I finally got the chance to see "Grizzly Man," the one current movie that I really cared about. I loved it. Timothy Treadwell — now there is a character! He'd have been a terrible character in a work of fiction, though, I think, because he was just too strange to believe, too multidimensional, and too silly for his tragedy.
And the story would have been worse as fiction, because things that had to be left mysterious would have been dramatized in a fiction movie. The difficulty in seeing who Amie Huguenard was gave the movie a deep poignancy. How entirely different it would have been if we had seen Amie and Timothy expressing their emotions to each other! How did he get her to go there with him and why did she stay, even when she had one last chance to run?

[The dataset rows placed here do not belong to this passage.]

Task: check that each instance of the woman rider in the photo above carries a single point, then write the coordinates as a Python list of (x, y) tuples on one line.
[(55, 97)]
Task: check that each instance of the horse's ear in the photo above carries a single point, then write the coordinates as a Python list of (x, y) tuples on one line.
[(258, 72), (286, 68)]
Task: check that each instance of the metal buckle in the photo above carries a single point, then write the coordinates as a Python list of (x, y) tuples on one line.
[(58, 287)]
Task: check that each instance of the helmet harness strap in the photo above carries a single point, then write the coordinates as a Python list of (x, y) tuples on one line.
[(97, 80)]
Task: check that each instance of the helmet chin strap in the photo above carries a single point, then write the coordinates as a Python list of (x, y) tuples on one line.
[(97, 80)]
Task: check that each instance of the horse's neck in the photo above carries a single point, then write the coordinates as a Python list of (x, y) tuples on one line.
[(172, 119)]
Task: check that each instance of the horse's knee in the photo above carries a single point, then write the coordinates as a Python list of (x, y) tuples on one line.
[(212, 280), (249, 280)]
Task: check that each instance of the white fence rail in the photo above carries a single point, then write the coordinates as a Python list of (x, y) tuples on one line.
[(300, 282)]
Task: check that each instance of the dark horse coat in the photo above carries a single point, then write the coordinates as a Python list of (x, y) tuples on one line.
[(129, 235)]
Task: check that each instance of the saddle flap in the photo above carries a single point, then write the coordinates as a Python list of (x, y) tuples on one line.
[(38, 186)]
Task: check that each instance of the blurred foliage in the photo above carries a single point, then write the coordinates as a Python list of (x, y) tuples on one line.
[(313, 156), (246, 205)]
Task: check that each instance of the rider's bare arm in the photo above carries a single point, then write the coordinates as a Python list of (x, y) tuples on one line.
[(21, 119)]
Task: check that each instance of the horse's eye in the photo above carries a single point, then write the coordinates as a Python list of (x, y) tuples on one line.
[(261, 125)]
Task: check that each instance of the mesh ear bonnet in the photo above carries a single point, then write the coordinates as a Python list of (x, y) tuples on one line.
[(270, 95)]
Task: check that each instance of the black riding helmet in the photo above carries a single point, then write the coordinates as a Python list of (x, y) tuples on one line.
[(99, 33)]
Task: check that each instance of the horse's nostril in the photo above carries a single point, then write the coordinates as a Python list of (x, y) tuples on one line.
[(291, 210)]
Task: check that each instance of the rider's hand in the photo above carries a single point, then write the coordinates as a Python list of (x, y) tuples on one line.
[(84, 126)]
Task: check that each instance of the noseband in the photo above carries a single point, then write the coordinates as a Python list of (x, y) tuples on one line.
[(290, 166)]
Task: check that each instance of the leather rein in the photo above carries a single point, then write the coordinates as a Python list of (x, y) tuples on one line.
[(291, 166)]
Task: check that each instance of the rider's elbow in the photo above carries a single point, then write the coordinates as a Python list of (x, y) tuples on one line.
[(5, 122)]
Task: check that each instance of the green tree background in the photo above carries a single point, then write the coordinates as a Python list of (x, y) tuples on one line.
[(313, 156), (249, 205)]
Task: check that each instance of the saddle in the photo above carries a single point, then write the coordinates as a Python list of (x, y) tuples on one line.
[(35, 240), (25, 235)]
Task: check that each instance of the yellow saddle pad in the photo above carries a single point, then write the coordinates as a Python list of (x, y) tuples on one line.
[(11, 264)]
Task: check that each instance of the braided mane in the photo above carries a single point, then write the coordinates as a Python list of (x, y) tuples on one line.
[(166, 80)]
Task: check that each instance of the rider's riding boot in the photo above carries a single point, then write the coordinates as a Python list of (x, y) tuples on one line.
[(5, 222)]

Like Amie, the grizzly bears are mysterious and unknowable, as the material is ultimately presented by the director, Werner Herzog (who says in the voiceover "I believe the common character of the universe is not harmony, but hostility, chaos and murder"). But Treadwell thought he understood the bears and that they could understand him too.
Our wonderful, thrilling central character lived a wild life, figured out how to do some amazing things, but got some things dramatically wrong. Who was he? Was he mostly a frustrated actor, who took to making his own insanely grandiose movie after he came in second in the casting for the "Cheers" role they gave to Woody Harrelson? Did he go back in the end to die out there?